D'après Le Point, Jean-Charles Charki, aurait profité de la position de Claude Guéant à l'Élysée pour faire fructifier son business.

C’est une nouvelle affaire qui vient coller à la peau de l’ancien ministre de l’Intérieur Claude Guéant, déjà aux prises avec sept affaires judiciaires qui le menacent. D’après le site web de l’hebdomadaire Le Point, son gendre, Jean-Charles Charki, ancien banquier reconverti dans le conseil en 2010, aurait profité de la position de son beau-père à l'Élysée (Claude Guéant fut le secrétaire général de l'Elysée entre 2007 et 2011) pour faire fructifier son business. Deux contrats qualifiés "d’embarrassants” sont évoqués.

Pour appuyer la crédibilité de son enquête, le site web de l’hebdomadaire publie les "documents en [leur] possession”. Et explique ainsi que dans le contrat que signe Jean-Charles Charki avec l'homme d'affaires libanais Johnny Saadé, il est question d'organiser une "prise de contact avec les autorités publiques pour leur communiquer la position du groupe Johnny Saadé et toute information à même de faciliter l'aboutissement du dossier".

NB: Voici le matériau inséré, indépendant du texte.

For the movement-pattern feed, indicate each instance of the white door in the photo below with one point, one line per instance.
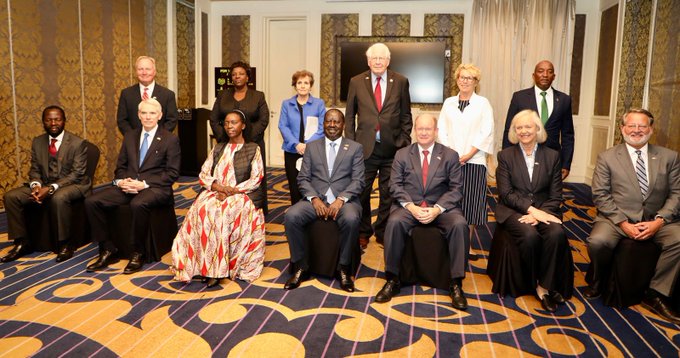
(285, 52)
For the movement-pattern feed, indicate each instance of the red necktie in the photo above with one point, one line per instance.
(53, 147)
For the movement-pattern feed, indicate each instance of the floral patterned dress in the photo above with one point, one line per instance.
(222, 238)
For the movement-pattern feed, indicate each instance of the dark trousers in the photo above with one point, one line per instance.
(99, 204)
(452, 226)
(59, 206)
(379, 164)
(291, 174)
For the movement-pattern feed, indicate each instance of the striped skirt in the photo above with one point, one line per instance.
(474, 194)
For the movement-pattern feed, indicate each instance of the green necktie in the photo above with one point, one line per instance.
(544, 108)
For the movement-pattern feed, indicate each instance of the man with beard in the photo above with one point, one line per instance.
(56, 179)
(636, 189)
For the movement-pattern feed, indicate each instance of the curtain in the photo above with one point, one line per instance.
(509, 37)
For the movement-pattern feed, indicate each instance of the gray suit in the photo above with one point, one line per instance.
(70, 177)
(346, 180)
(618, 198)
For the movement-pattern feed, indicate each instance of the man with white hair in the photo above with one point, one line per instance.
(378, 116)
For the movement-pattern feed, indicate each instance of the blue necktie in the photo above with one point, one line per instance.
(143, 149)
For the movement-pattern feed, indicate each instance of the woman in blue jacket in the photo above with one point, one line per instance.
(300, 115)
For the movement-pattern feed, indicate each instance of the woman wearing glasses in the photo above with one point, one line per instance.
(466, 125)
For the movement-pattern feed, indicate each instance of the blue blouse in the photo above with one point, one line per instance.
(289, 121)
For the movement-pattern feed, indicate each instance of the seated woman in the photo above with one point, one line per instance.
(223, 232)
(529, 183)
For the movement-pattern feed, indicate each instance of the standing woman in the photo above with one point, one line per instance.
(296, 113)
(223, 233)
(466, 126)
(249, 101)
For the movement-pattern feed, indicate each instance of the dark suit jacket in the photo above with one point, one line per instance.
(616, 192)
(347, 179)
(128, 107)
(516, 193)
(161, 166)
(253, 105)
(395, 117)
(444, 179)
(71, 159)
(560, 125)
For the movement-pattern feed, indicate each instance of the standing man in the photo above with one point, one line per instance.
(143, 178)
(331, 179)
(146, 88)
(56, 178)
(427, 187)
(380, 101)
(554, 108)
(636, 189)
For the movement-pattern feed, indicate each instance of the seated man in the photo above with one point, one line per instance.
(426, 193)
(56, 178)
(143, 178)
(636, 189)
(331, 178)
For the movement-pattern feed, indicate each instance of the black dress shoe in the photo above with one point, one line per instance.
(346, 282)
(16, 252)
(391, 288)
(655, 303)
(135, 263)
(65, 253)
(212, 282)
(298, 276)
(591, 293)
(557, 297)
(548, 304)
(458, 300)
(106, 258)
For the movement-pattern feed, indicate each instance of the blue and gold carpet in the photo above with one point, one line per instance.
(50, 310)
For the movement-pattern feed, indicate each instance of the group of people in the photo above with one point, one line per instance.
(439, 180)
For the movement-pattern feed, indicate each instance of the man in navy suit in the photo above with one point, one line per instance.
(331, 194)
(381, 102)
(147, 87)
(427, 186)
(148, 164)
(554, 108)
(56, 178)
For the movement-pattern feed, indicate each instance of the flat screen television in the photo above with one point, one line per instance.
(423, 63)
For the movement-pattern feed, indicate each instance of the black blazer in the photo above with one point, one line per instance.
(560, 125)
(161, 166)
(128, 107)
(395, 116)
(516, 193)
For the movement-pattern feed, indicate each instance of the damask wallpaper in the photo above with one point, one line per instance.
(76, 54)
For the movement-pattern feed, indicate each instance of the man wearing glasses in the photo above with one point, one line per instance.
(378, 116)
(636, 189)
(554, 108)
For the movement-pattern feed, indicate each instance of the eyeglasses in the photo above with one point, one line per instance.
(633, 127)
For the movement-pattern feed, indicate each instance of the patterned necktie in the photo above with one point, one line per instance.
(544, 108)
(641, 174)
(53, 147)
(426, 167)
(143, 149)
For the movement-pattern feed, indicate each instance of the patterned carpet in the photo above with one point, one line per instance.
(50, 310)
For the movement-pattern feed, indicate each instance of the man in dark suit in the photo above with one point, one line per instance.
(426, 184)
(554, 108)
(146, 88)
(380, 101)
(636, 189)
(143, 178)
(56, 178)
(332, 192)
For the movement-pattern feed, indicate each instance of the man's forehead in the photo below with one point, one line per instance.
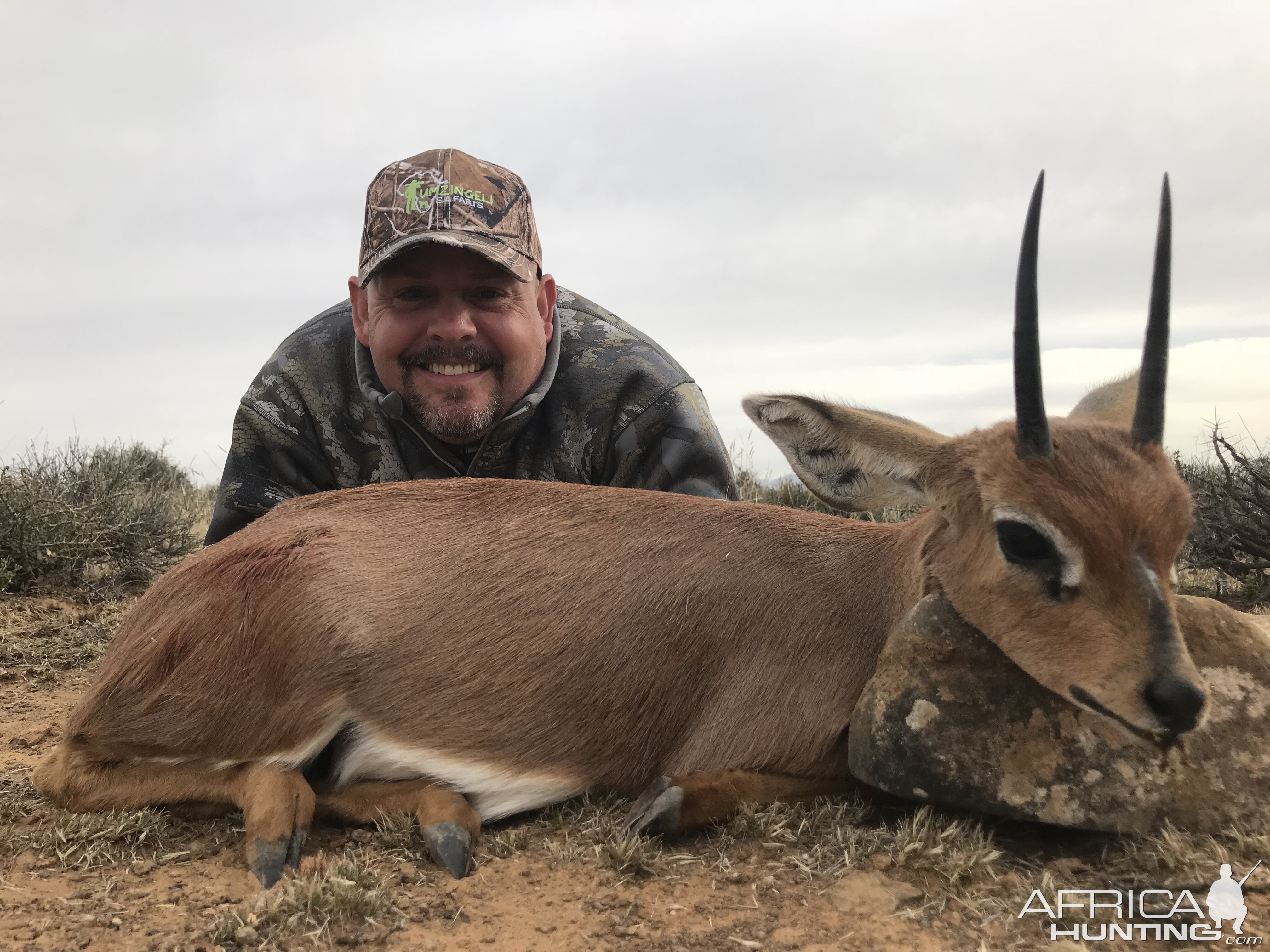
(432, 261)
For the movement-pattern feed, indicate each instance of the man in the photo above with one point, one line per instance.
(1226, 900)
(456, 356)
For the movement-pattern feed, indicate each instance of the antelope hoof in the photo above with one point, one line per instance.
(270, 857)
(657, 810)
(450, 846)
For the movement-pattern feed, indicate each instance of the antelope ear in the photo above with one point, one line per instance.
(854, 460)
(1112, 404)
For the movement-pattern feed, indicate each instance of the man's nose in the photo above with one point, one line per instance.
(451, 322)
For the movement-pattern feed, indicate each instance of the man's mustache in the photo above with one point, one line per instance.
(453, 353)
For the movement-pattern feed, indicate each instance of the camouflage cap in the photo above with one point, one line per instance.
(449, 197)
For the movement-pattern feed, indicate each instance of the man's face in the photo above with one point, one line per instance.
(458, 337)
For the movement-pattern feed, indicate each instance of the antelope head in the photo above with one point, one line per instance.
(1055, 537)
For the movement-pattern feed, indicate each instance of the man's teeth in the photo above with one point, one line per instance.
(453, 369)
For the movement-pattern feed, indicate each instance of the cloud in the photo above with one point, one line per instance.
(825, 196)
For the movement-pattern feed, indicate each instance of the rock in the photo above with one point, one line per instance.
(949, 719)
(870, 894)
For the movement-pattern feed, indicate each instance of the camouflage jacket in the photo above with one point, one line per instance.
(610, 408)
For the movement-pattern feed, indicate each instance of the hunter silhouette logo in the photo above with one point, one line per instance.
(420, 196)
(1148, 915)
(1226, 899)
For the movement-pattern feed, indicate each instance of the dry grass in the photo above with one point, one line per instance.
(43, 638)
(331, 893)
(117, 838)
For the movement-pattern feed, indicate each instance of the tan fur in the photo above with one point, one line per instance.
(566, 637)
(1112, 403)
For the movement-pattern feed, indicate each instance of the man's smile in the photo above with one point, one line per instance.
(455, 370)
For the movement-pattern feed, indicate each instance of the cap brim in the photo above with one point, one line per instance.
(519, 266)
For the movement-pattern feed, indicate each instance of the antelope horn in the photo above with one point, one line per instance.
(1148, 416)
(1032, 426)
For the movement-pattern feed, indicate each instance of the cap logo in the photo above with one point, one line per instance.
(421, 197)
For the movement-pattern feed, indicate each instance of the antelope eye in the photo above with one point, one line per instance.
(1021, 545)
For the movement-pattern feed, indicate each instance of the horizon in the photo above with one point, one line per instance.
(828, 204)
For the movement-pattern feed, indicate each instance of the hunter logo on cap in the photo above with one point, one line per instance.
(449, 197)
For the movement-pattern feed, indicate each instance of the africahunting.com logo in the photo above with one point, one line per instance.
(1148, 915)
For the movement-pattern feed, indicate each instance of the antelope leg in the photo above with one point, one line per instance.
(448, 820)
(678, 804)
(277, 805)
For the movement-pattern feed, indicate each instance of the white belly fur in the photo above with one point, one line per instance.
(495, 791)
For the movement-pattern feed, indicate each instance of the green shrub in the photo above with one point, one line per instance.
(94, 517)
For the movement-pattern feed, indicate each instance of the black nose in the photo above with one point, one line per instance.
(1175, 702)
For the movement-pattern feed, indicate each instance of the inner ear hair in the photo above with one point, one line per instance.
(853, 459)
(1112, 403)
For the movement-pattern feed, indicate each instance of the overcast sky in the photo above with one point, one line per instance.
(789, 197)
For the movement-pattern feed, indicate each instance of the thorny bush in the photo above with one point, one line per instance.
(1233, 514)
(94, 517)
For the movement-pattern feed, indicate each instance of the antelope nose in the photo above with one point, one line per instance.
(1175, 701)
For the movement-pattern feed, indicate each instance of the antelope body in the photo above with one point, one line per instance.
(469, 649)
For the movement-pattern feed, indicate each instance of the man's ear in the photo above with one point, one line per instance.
(361, 323)
(1112, 404)
(854, 460)
(546, 301)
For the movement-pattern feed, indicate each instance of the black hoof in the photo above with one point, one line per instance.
(272, 856)
(657, 810)
(450, 846)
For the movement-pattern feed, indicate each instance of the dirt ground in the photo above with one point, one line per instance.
(840, 875)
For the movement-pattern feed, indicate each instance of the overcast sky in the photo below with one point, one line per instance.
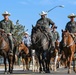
(27, 11)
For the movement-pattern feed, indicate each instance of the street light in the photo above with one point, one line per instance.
(62, 6)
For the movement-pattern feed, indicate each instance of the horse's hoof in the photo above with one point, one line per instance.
(48, 71)
(5, 72)
(69, 71)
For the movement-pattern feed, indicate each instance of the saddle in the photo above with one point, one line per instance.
(74, 37)
(44, 31)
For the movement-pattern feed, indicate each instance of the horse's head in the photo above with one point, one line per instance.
(23, 47)
(34, 33)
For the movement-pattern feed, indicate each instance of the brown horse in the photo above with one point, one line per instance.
(24, 52)
(55, 56)
(68, 48)
(4, 51)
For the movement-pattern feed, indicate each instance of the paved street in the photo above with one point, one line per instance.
(19, 71)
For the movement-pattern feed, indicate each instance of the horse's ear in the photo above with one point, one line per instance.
(62, 30)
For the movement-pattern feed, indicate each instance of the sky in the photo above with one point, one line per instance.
(27, 11)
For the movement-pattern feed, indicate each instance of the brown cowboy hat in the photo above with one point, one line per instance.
(26, 33)
(71, 15)
(55, 27)
(6, 13)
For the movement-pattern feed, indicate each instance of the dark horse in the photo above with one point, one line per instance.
(4, 51)
(68, 48)
(26, 57)
(41, 45)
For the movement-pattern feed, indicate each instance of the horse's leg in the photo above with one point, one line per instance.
(5, 65)
(74, 65)
(69, 63)
(40, 62)
(55, 63)
(10, 60)
(27, 63)
(23, 61)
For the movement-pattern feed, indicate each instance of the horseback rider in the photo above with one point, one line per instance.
(7, 26)
(26, 39)
(45, 23)
(56, 35)
(71, 26)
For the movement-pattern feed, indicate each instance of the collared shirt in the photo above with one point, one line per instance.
(55, 35)
(7, 26)
(71, 27)
(27, 40)
(45, 22)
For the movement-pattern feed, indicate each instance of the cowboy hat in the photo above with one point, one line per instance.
(26, 33)
(43, 13)
(6, 13)
(71, 15)
(55, 27)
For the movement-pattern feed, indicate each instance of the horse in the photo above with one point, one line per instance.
(55, 57)
(41, 45)
(26, 58)
(68, 48)
(4, 51)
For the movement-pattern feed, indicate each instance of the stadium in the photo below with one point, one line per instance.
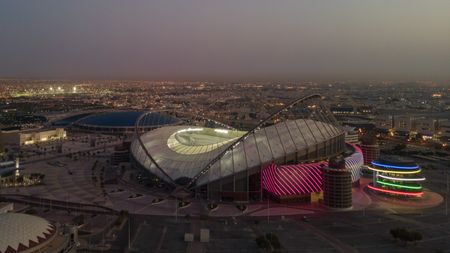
(280, 157)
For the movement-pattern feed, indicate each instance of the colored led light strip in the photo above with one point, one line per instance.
(402, 179)
(396, 171)
(395, 167)
(414, 194)
(400, 185)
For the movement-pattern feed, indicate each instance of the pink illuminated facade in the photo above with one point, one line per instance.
(304, 179)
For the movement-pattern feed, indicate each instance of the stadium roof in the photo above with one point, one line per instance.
(182, 151)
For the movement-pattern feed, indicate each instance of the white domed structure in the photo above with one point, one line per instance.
(24, 233)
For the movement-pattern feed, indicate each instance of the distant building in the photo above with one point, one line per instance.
(351, 135)
(384, 123)
(343, 110)
(6, 207)
(19, 138)
(444, 130)
(27, 233)
(403, 125)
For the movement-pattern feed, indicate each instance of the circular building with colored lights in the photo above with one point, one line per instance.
(397, 177)
(280, 157)
(122, 122)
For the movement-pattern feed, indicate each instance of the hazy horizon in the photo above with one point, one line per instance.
(225, 40)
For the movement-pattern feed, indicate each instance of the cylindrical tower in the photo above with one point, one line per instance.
(337, 184)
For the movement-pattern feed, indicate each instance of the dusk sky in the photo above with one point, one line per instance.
(226, 40)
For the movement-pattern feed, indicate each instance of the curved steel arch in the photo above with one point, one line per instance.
(229, 148)
(243, 137)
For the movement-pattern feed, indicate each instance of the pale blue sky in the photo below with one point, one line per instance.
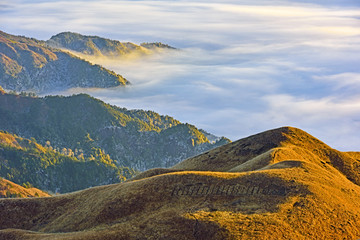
(244, 67)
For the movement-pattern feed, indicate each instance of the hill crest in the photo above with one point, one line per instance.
(306, 197)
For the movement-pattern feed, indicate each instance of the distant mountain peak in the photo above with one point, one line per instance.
(27, 64)
(99, 46)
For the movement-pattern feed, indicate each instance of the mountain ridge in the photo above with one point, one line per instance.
(295, 198)
(99, 46)
(134, 138)
(26, 64)
(10, 189)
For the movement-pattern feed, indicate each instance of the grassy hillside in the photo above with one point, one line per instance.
(26, 64)
(133, 138)
(9, 189)
(296, 194)
(25, 161)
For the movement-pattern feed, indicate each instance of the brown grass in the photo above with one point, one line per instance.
(292, 187)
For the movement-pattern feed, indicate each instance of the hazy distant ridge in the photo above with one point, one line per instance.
(27, 64)
(98, 46)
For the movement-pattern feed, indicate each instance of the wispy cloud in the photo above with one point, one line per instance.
(245, 66)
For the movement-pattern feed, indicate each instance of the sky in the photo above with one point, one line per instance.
(243, 66)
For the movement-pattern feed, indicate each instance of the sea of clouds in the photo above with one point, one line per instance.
(243, 66)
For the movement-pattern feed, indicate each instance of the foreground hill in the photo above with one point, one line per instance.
(27, 64)
(98, 46)
(9, 189)
(292, 186)
(133, 138)
(26, 162)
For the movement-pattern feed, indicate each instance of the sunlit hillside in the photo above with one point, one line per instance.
(280, 184)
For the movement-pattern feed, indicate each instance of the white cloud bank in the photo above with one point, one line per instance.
(245, 66)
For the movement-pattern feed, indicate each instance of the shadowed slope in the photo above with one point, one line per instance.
(9, 189)
(299, 190)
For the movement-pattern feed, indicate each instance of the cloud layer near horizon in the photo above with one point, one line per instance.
(244, 67)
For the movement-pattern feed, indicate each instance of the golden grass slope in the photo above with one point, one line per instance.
(10, 189)
(281, 184)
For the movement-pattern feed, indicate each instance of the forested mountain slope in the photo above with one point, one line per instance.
(133, 138)
(27, 64)
(24, 161)
(279, 184)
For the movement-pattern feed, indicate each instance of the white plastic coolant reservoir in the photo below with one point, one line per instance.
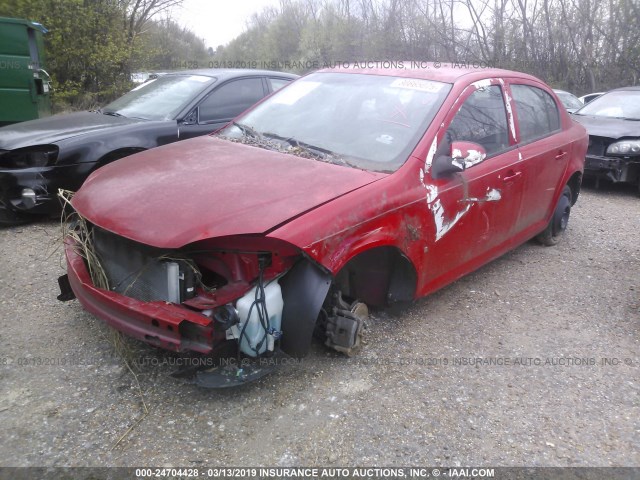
(254, 332)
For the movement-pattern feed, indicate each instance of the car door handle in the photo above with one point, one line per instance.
(511, 176)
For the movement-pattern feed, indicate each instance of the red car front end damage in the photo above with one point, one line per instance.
(213, 242)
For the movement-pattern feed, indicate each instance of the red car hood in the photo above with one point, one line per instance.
(206, 187)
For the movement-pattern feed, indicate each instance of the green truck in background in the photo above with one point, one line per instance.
(25, 91)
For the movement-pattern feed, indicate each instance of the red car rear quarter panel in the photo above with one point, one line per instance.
(207, 187)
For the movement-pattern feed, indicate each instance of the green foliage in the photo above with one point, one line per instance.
(91, 52)
(580, 45)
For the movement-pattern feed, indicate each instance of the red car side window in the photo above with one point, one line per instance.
(538, 114)
(483, 120)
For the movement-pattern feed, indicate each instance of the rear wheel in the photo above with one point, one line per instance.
(559, 221)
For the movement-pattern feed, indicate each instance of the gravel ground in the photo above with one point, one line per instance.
(569, 315)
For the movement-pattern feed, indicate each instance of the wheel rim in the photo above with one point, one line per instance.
(561, 216)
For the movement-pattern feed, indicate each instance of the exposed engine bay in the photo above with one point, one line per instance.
(261, 299)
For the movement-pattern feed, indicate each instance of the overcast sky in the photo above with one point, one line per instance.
(218, 21)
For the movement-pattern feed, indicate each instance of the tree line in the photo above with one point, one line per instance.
(579, 45)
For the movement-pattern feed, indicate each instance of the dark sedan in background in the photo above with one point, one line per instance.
(613, 123)
(41, 156)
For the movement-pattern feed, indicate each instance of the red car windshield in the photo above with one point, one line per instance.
(371, 122)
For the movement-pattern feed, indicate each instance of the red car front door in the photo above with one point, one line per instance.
(475, 211)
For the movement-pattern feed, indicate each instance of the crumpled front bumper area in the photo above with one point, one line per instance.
(158, 323)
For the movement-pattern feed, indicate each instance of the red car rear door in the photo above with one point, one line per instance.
(544, 147)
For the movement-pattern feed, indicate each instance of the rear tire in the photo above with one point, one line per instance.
(559, 221)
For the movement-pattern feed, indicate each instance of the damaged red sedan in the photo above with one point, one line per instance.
(346, 189)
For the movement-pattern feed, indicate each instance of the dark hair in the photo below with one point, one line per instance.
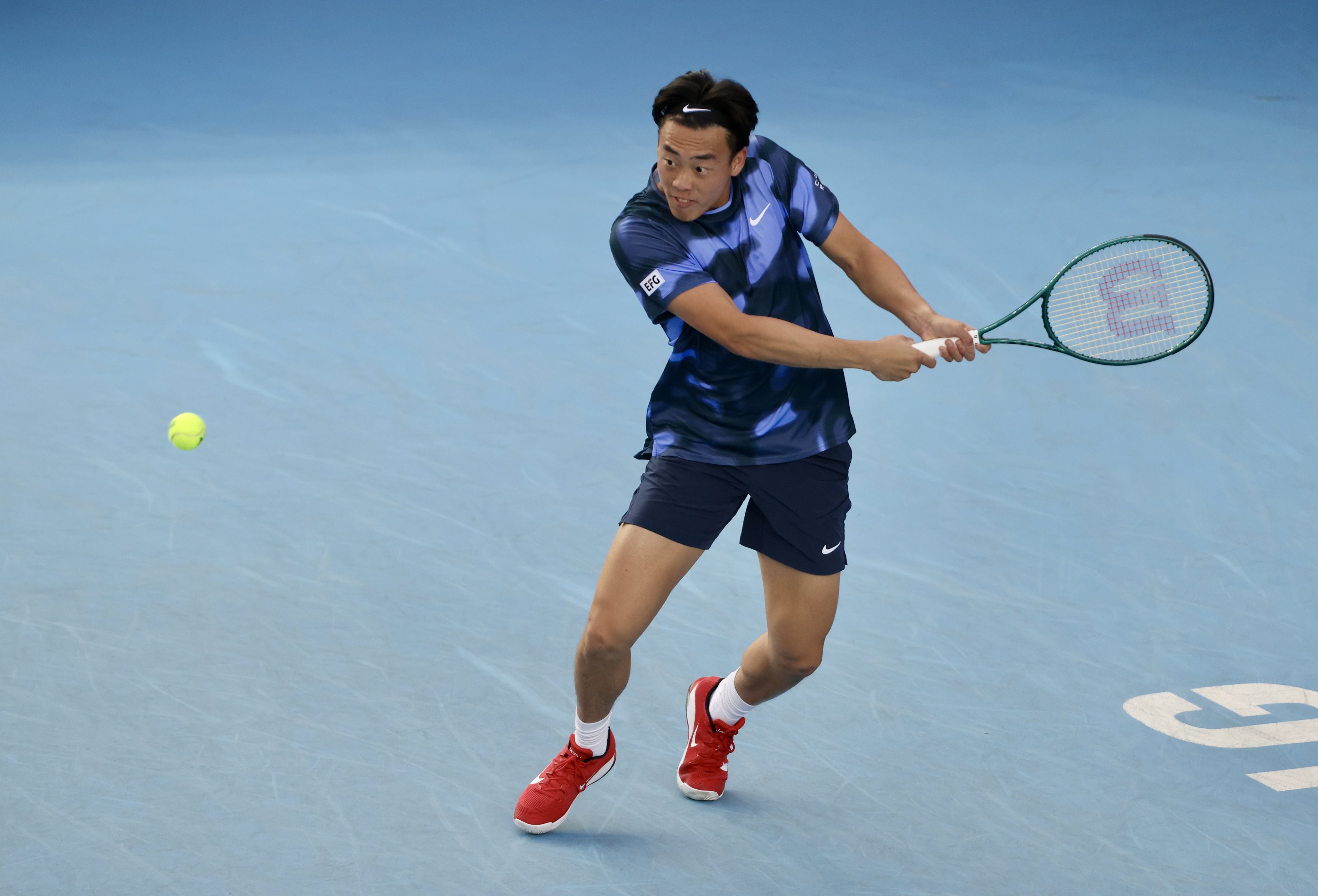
(719, 102)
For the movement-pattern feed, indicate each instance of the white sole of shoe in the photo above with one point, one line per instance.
(546, 828)
(541, 829)
(692, 794)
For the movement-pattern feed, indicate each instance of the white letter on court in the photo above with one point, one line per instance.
(1160, 711)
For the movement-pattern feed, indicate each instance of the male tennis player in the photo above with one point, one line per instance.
(752, 402)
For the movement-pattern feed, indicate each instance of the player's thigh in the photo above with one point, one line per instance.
(639, 575)
(799, 608)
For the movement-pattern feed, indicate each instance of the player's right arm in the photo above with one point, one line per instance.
(711, 310)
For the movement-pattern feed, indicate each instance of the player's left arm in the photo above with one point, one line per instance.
(883, 283)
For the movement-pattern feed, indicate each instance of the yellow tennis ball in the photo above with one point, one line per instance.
(186, 431)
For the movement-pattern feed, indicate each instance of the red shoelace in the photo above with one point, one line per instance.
(563, 773)
(715, 755)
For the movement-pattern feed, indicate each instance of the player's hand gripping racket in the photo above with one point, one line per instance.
(1127, 301)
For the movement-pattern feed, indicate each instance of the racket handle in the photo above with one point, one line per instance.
(932, 346)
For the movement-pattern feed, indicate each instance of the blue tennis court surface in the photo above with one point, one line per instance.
(325, 653)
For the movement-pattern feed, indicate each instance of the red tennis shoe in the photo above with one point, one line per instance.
(704, 765)
(545, 803)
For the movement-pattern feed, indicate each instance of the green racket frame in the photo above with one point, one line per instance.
(1047, 293)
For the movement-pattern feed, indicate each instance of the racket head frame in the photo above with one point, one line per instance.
(1047, 293)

Une mission que le site chiffre à 150 000 euros et qui, sous le couvert de conseils financiers, évoque un possible trafic d'influence.

Un deuxième contrat est ensuite évoqué par Le Point : en septembre 2011, le gendre de Claude Guéant confie 2,5 millions d'euros à un financier libanais et empoche, en deux mois, un bénéfice de 425 000 euros. Une plus-value sans prise de risque, écrit le site, qui explique que dès le lendemain de la signature du contrat, le gendre de Claude Guéant recevra un chèque de 2,9 millions d'euros à encaisser deux mois plus tard. Un profit important donc le fisc n’a pas vu la couleur puisque l’opération s’est faite via une société basée à l’étranger.